Com taxa de ocupação de leitos ainda moderada, secretária de Saúde avisa: “Não é hora de relaxar a quarentena”
Segundo a Prefeitura, Itabira hoje tem 22% de leitos de enfermaria e 36% dos leitos de UTI exclusivos para a Covid-19 ocupados nos dois hospitais

A taxa de ocupação de leitos exclusivos para o tratamento contra a Covid-19 ainda é moderada em Itabira. Segundo dados divulgados pela Secretaria Municipal de Saúde nesta quarta-feira (29), 22% das alas de enfermaria e 36% das Unidades de Tratamento Intensivo (UTI) estão com pacientes atualmente, levando em consideração os dois hospitais: Nossa Senhora das Dores (HNSD) e Municipal Carlos Chagas (HMCC).
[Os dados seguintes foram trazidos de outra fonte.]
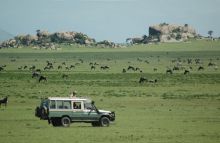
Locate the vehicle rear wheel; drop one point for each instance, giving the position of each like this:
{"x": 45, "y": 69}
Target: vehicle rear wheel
{"x": 56, "y": 122}
{"x": 104, "y": 122}
{"x": 65, "y": 121}
{"x": 95, "y": 124}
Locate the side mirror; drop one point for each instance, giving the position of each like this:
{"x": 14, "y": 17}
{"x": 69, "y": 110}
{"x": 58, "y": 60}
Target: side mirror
{"x": 93, "y": 102}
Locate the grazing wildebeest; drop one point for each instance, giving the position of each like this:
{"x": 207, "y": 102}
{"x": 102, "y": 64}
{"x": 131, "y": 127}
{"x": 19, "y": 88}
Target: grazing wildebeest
{"x": 169, "y": 71}
{"x": 35, "y": 74}
{"x": 72, "y": 66}
{"x": 25, "y": 67}
{"x": 4, "y": 101}
{"x": 38, "y": 70}
{"x": 176, "y": 68}
{"x": 211, "y": 64}
{"x": 123, "y": 70}
{"x": 64, "y": 76}
{"x": 104, "y": 67}
{"x": 186, "y": 72}
{"x": 42, "y": 78}
{"x": 59, "y": 67}
{"x": 142, "y": 79}
{"x": 92, "y": 67}
{"x": 153, "y": 81}
{"x": 131, "y": 68}
{"x": 146, "y": 61}
{"x": 1, "y": 68}
{"x": 200, "y": 68}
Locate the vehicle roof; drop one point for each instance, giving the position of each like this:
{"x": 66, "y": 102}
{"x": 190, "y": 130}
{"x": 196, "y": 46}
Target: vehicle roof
{"x": 68, "y": 98}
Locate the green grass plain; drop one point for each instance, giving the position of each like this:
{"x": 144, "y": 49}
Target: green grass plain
{"x": 177, "y": 109}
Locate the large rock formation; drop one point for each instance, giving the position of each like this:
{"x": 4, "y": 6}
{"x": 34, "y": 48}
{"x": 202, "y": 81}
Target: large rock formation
{"x": 165, "y": 33}
{"x": 172, "y": 33}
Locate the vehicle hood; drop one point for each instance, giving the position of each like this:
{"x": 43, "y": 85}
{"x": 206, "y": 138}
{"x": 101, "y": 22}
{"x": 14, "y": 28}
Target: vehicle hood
{"x": 104, "y": 111}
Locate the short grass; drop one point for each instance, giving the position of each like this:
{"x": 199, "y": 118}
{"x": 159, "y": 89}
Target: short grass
{"x": 178, "y": 108}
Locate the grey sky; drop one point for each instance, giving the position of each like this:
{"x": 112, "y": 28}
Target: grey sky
{"x": 113, "y": 20}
Apesar disso, a responsável pela pasta, Rosana Linhares, pede que a população itabirana e de cidades vizinhas não relaxem no isolamento social.
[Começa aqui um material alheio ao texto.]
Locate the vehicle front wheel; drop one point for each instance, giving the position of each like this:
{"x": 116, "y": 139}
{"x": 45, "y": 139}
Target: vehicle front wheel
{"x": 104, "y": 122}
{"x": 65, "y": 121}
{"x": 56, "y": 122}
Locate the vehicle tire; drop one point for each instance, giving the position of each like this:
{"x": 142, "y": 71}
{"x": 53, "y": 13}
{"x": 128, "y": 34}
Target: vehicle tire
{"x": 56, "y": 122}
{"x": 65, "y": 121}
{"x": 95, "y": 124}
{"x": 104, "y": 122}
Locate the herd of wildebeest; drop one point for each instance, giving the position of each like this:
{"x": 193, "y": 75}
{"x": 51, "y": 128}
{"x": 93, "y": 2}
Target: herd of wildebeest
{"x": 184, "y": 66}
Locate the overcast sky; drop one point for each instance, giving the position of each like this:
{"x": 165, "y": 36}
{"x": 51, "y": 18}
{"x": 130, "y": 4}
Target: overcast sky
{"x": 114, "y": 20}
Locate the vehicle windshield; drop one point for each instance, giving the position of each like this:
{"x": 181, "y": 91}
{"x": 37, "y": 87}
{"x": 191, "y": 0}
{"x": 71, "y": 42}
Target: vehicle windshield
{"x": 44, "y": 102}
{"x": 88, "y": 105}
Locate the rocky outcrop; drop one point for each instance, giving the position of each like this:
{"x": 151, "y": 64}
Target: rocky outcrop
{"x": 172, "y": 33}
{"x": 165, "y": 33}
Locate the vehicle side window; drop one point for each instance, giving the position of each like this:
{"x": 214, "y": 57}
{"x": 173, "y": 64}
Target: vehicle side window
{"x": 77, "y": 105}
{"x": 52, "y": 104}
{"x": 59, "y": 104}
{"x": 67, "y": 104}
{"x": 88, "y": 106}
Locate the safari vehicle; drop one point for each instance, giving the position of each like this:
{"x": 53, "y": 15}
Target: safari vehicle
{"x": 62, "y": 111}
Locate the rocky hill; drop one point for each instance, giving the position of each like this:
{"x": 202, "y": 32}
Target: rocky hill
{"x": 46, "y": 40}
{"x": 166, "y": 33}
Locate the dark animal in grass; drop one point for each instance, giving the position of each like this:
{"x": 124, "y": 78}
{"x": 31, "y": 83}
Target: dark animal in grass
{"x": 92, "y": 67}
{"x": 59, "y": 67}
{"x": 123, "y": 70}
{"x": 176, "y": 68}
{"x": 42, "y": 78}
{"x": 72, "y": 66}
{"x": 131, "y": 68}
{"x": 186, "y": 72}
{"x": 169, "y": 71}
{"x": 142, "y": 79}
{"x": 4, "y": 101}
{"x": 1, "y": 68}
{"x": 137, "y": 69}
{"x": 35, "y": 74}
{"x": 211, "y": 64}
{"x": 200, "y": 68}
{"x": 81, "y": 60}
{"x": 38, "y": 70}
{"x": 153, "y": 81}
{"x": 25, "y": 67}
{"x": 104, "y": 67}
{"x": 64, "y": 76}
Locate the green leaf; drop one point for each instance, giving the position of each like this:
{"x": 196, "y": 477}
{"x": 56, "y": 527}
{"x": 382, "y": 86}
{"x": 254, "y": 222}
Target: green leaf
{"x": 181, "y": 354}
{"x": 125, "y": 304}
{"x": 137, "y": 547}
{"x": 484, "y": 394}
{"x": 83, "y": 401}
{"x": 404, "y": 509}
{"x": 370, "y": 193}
De acordo com a SMS, o município conta atualmente com 51 leitos de enfermaria (17 do HNSD e 34 do HMCC) e 14 de UTI (dois no HNSD e outros 12 no HMCC) para Covid-19. No HMCC estão internados quatro pacientes (um de Barão de Cocais e três de Santa Bárbara) na enfermaria (taxa de ocupação de 11,76%) e cinco (dois pacientes de São Gonçalo do Rio Abaixo, um de Santa Bárbara, um de Barão de Cocais e outro de Itabira) na UTI (ocupação 41,67% ).
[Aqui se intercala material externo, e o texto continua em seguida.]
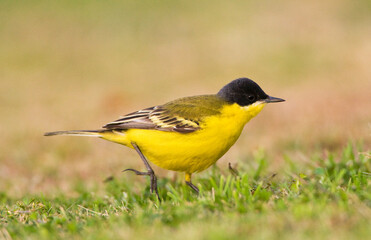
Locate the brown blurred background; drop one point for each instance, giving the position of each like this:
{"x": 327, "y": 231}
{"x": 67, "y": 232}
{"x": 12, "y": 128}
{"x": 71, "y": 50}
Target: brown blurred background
{"x": 80, "y": 64}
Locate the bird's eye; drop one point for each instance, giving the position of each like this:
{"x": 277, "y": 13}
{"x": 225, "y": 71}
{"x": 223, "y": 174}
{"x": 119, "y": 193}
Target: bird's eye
{"x": 251, "y": 98}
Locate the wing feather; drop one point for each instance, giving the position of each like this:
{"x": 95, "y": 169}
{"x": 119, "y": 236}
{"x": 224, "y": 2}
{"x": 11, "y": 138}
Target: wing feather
{"x": 181, "y": 115}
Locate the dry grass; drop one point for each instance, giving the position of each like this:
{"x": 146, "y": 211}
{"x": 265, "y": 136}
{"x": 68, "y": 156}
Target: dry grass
{"x": 76, "y": 64}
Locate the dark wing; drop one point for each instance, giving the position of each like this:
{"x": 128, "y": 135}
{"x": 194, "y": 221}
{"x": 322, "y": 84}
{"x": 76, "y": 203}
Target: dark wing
{"x": 157, "y": 118}
{"x": 182, "y": 115}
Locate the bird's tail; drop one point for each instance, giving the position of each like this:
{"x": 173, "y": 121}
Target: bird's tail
{"x": 85, "y": 133}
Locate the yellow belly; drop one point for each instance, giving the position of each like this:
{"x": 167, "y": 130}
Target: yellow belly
{"x": 190, "y": 152}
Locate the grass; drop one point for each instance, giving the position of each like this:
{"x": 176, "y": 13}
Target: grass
{"x": 329, "y": 197}
{"x": 80, "y": 64}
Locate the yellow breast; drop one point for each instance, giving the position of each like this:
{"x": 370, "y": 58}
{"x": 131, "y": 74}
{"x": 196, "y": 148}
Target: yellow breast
{"x": 191, "y": 152}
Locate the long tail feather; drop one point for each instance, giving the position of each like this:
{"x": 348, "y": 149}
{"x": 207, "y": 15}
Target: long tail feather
{"x": 85, "y": 133}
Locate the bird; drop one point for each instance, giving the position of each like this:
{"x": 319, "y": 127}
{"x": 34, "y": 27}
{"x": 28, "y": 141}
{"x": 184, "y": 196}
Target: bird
{"x": 188, "y": 134}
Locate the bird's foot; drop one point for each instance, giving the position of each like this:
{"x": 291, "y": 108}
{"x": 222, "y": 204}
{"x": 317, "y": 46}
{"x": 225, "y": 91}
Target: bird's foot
{"x": 152, "y": 176}
{"x": 233, "y": 170}
{"x": 193, "y": 187}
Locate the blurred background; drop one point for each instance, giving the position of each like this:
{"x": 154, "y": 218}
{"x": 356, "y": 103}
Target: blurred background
{"x": 80, "y": 64}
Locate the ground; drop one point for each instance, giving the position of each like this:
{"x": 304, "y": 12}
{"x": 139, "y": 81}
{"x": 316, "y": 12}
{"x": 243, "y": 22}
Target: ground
{"x": 304, "y": 165}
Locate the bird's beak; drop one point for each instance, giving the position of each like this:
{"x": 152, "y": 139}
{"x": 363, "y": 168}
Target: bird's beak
{"x": 273, "y": 99}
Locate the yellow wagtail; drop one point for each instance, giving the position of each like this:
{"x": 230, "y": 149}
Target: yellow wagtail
{"x": 188, "y": 134}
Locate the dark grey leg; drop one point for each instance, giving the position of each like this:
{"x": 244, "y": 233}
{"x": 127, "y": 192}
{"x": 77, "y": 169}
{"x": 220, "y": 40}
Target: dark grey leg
{"x": 149, "y": 172}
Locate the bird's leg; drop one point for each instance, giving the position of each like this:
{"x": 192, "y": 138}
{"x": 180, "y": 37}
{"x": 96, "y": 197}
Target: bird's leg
{"x": 233, "y": 170}
{"x": 149, "y": 172}
{"x": 189, "y": 183}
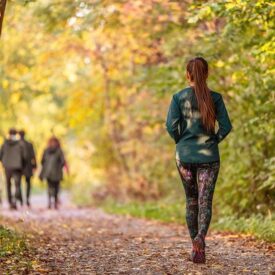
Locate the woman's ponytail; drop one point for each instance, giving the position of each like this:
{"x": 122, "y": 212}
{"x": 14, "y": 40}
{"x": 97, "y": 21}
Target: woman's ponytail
{"x": 197, "y": 69}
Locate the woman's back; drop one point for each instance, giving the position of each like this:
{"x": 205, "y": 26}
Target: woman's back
{"x": 194, "y": 143}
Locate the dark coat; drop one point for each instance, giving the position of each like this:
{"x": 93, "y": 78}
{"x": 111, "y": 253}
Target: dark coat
{"x": 30, "y": 163}
{"x": 52, "y": 162}
{"x": 184, "y": 124}
{"x": 13, "y": 155}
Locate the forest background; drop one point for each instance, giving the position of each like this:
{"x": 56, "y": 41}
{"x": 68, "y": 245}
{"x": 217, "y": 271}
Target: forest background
{"x": 100, "y": 75}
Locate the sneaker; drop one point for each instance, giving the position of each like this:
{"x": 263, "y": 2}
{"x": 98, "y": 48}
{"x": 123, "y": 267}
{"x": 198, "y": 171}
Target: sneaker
{"x": 198, "y": 251}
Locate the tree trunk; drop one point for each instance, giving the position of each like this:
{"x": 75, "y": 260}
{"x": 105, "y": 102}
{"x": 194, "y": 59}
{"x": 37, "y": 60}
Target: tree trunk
{"x": 2, "y": 13}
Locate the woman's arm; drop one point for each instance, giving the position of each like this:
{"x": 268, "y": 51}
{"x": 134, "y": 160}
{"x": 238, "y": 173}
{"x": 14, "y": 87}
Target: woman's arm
{"x": 173, "y": 120}
{"x": 223, "y": 119}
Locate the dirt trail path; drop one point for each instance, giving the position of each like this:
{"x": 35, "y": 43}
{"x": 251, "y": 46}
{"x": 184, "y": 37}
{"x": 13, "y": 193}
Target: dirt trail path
{"x": 89, "y": 241}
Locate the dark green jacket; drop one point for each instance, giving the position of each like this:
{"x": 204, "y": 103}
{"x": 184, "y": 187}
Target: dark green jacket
{"x": 13, "y": 155}
{"x": 52, "y": 162}
{"x": 193, "y": 143}
{"x": 30, "y": 163}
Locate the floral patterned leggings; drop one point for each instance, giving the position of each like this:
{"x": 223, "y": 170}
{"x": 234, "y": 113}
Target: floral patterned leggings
{"x": 199, "y": 183}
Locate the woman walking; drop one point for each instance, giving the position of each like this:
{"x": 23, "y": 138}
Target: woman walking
{"x": 191, "y": 123}
{"x": 53, "y": 162}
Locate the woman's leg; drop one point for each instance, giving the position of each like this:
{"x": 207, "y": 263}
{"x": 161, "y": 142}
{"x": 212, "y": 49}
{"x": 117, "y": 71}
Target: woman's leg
{"x": 50, "y": 187}
{"x": 56, "y": 192}
{"x": 188, "y": 177}
{"x": 206, "y": 176}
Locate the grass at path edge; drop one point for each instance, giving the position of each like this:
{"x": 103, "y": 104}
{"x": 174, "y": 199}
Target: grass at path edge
{"x": 262, "y": 228}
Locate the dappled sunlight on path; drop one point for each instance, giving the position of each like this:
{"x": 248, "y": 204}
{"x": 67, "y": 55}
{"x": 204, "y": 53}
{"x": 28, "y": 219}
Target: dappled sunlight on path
{"x": 88, "y": 241}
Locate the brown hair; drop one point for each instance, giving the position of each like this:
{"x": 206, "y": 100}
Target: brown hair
{"x": 197, "y": 69}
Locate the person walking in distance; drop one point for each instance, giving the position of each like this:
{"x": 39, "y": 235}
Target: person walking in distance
{"x": 53, "y": 161}
{"x": 13, "y": 157}
{"x": 191, "y": 123}
{"x": 30, "y": 164}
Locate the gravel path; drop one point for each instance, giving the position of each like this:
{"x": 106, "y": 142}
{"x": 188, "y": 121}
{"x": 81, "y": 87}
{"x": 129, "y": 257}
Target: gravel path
{"x": 89, "y": 241}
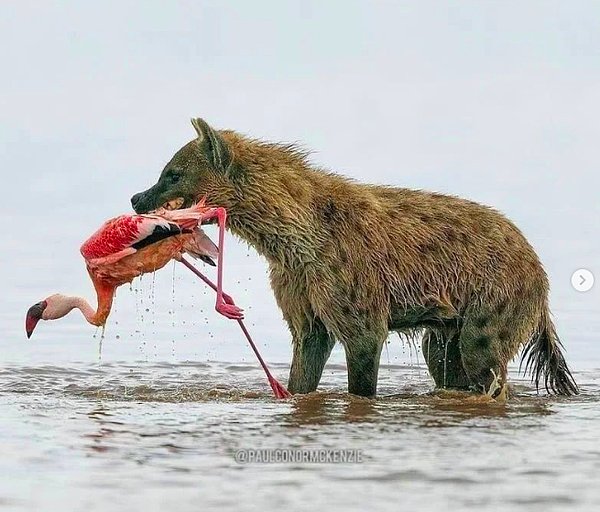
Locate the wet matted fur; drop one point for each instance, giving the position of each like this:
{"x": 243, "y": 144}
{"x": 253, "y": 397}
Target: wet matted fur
{"x": 350, "y": 262}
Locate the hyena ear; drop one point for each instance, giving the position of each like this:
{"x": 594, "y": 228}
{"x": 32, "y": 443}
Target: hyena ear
{"x": 212, "y": 143}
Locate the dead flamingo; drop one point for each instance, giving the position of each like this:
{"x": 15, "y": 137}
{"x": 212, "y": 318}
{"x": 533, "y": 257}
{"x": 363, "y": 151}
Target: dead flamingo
{"x": 130, "y": 245}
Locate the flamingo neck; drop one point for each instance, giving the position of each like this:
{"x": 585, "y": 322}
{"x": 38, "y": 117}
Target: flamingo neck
{"x": 86, "y": 309}
{"x": 97, "y": 316}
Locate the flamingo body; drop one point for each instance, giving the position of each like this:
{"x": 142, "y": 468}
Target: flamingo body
{"x": 126, "y": 247}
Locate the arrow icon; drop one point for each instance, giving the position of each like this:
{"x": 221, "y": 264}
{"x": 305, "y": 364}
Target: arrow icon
{"x": 582, "y": 280}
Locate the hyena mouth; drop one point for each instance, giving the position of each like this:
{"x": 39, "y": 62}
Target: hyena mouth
{"x": 173, "y": 204}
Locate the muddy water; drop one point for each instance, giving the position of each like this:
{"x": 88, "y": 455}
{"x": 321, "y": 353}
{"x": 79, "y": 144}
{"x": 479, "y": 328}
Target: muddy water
{"x": 156, "y": 436}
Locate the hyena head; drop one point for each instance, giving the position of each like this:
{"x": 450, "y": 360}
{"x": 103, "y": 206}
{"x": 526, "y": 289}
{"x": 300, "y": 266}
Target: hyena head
{"x": 201, "y": 168}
Já no HNSD, de acordo com o boletim divulgado pela instituição, nos 17 leitos operacionais de enfermaria, o número de pacientes internados na ala para Covid-19 são sete: cinco de Itabira e dois da microrregião, resultando numa taxa de ocupação de 41,18%. Nos dois leitos de UTI não foram registrados pacientes até esta quarta-feira.
“A taxa de ocupação é calculada sobre os leitos disponíveis todos os dias. Entende-se disponibilidade pela existência dos leitos, dos equipamentos e da mão de obra contratada”, explicou a secretária municipal de Saúde, Rosana Linhares Assis Figueiredo.

Expansão e cuidados
De acordo com a secretária, Itabira aumentará, em breve, o número de leitos disponíveis exclusivos para pacientes com o novo coronavírus. Conforme Rosana, o planejamento é para entrega de 48 novas unidades, sendo 15 de UTI no HNSD e 33 de enfermaria no Carlos Chagas. A previsão é de que os leitos sejam liberados em agosto.
A secretária, ressalta, no entanto, que os leitos instalados em Itabira, tanto de enfermaria quanto de UTI, também devem receber pacientes dos municípios da microrregião de Saúde. Dessa forma, controlar o aumento de casos da doença na cidade pode não ser suficiente para manter ou reduzir a ocupação dos leitos.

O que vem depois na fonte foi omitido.